If the intended goal and concerns of the Council are to lower costs for customers, adding another level of government rarely achieves that goal. We also currently provide numerous reports to our regulator, including related to reliability/outages, storm preparedness, and customer service. These reports are available to the public on the New York State Department of Public Service (NYS DPS) website.

This proposed department seems duplicative and unnecessary considering the numerous entities whose mission it is to represent customers’ interests in utility matters: the NYS DPS’s Office of Consumer Policy and Consumer Services, the Utility Intervention Unit within the Department of State, the Office of the Attorney General, the statewide Special Counsel for ratepayer protection within the NYS DPS, in addition to not-for-profit entities focused on smaller customers such as PULP, among others. Of note, the Mayor’s Office of Climate and Environmental Justice works closely on utility issues and represents the City’s interests in our rate cases. Creation of another office would be an additional cost that would be unlikely to yield any significant impact on customer rates considering that consumers are strongly represented by these entities. In fact, a very similar proposal has been vetoed repeatedly in the state legislature for the above-stated reasons.

As an alternative to creating a new office of utility advocate, the Council should focus on meaningful ways to reduce the costs to customers. The elephant in the room here is property taxes and the overall cost of doing business in New York City. Other charges and fees, such as revocable consents and permits continue to increase and drive up the cost of providing our essential services. As just one example, we pay $1,500 annually for each communication device on City poles we use to transmit information to our smart meters. We then pay property taxes on those very same devices—so New Yorkers are paying twice.

Also, the delays we experience every day to do the work we need to maintain our infrastructure is often slowed down by many processes, this includes our “public improvement” work. We would welcome a city process for identifying and working with us and other interested stakeholders on these added costs, fees, etc., that could provide real relief from upward pressure on customer bills.

Notwithstanding our concerns about duplicative entities working in the same space, should the legislation become law, we would coordinate with the new department as needed.
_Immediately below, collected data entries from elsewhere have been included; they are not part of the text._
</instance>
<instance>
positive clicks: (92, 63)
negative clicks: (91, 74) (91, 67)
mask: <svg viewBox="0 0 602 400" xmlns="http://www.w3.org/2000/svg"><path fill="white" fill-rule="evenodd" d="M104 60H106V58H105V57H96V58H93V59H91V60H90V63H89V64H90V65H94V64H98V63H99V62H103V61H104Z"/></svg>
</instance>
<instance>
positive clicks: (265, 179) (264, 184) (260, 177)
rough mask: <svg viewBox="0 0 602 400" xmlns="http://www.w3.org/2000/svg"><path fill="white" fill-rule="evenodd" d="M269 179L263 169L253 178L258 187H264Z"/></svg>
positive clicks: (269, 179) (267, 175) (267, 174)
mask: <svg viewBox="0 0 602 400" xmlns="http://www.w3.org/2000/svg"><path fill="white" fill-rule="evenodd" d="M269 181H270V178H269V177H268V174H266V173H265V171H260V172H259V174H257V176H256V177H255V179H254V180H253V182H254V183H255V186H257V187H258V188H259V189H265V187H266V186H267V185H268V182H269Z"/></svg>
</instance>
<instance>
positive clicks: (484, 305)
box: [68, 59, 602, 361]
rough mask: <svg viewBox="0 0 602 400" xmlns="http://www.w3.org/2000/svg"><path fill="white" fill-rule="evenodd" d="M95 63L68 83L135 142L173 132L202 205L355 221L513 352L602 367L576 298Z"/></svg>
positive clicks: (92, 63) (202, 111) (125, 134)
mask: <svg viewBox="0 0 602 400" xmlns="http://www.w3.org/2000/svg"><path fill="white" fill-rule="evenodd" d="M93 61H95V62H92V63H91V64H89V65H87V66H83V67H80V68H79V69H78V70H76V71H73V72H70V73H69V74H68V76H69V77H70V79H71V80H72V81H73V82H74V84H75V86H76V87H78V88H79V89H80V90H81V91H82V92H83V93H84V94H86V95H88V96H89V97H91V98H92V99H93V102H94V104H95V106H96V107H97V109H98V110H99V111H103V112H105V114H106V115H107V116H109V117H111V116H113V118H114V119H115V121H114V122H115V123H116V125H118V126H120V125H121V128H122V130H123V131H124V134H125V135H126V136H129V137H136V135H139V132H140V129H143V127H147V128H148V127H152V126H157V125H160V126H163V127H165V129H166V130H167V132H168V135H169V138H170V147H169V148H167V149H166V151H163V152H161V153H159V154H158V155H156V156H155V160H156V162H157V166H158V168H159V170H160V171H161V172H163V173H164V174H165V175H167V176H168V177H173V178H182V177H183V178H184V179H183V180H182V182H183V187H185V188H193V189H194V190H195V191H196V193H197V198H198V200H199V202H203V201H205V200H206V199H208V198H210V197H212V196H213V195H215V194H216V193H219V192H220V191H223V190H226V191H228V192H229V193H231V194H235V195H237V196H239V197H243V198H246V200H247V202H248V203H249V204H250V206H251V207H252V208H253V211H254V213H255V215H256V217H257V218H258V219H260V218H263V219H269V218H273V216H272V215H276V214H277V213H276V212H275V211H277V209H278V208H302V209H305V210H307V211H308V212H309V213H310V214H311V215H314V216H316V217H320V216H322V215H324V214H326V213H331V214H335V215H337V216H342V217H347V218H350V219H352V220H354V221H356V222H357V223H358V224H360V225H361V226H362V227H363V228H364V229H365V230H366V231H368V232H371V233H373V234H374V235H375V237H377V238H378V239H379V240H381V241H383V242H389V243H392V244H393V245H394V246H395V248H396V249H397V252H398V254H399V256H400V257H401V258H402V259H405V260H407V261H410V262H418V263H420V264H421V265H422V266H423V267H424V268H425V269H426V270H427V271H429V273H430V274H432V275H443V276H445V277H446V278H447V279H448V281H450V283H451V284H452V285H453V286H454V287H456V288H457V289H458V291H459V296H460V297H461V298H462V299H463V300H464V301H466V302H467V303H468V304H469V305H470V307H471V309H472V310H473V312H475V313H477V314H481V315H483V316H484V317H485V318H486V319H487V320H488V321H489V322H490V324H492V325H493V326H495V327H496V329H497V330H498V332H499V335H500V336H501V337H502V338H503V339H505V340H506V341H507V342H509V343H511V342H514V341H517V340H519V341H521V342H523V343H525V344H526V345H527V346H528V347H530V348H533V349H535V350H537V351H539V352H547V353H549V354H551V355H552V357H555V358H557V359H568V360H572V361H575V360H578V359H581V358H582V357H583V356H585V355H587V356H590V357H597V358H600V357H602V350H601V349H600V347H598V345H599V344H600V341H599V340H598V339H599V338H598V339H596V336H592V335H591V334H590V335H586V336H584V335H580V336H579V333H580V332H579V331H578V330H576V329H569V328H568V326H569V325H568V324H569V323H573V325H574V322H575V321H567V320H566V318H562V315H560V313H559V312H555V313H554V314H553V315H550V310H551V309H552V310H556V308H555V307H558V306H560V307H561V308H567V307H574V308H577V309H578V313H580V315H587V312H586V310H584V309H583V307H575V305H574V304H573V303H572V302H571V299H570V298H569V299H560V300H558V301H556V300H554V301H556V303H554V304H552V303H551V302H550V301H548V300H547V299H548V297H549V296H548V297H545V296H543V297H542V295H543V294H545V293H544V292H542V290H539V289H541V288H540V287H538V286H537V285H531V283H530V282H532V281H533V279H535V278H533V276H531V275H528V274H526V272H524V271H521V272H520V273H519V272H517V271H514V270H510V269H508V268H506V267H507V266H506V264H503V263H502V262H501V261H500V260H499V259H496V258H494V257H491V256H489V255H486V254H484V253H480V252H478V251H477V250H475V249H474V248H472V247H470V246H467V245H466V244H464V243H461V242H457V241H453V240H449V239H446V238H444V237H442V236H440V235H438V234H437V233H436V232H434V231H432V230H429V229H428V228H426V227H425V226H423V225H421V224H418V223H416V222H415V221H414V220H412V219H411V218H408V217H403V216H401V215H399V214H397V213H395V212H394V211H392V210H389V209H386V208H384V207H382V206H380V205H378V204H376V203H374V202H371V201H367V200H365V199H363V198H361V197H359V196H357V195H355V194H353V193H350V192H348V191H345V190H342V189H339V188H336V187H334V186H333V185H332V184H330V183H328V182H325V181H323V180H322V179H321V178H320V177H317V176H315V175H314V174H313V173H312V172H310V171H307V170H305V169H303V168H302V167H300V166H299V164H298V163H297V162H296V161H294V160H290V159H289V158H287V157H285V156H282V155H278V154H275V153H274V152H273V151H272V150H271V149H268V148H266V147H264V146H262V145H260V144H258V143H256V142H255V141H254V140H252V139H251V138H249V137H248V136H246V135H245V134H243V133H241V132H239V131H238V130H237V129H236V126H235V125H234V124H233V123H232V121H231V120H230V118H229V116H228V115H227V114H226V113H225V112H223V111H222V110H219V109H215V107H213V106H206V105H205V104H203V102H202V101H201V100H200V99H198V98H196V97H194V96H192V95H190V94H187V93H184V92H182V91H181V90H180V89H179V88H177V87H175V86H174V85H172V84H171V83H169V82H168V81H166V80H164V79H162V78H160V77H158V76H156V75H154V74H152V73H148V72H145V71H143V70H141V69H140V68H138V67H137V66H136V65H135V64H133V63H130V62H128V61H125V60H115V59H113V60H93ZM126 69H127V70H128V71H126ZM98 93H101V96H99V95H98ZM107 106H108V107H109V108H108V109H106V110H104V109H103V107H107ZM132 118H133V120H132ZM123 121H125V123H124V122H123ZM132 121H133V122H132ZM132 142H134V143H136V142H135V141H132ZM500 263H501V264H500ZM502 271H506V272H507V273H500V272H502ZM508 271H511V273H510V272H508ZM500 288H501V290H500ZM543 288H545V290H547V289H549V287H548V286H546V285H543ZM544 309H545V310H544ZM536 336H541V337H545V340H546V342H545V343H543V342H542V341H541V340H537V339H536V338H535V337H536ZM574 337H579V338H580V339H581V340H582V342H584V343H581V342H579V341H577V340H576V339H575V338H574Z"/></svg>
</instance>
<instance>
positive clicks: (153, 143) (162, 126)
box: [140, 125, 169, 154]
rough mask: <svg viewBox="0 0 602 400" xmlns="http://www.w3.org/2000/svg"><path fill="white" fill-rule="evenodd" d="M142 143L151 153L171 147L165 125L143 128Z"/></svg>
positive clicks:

And finally, we need to ensure we all understand that policies to accelerate our transition off fossil fuels require building out the electric grid, e.g., Local Law 154 (ban on new gas connections). If we want to “electrify everything,” and customer outages are considered unacceptable, it is ignoring reality to state that our investment plan rate filing is not necessary or it’s just to enrich our shareholders. We would like to and need to find a common understanding of this important point. I should add anyone can join the rate case as an intervenor, and the NYS PSC has held multiple public statement hearings on this topic.

We look forward to working with the Council and other stakeholders on this important topic and are happy to answer any questions you may have.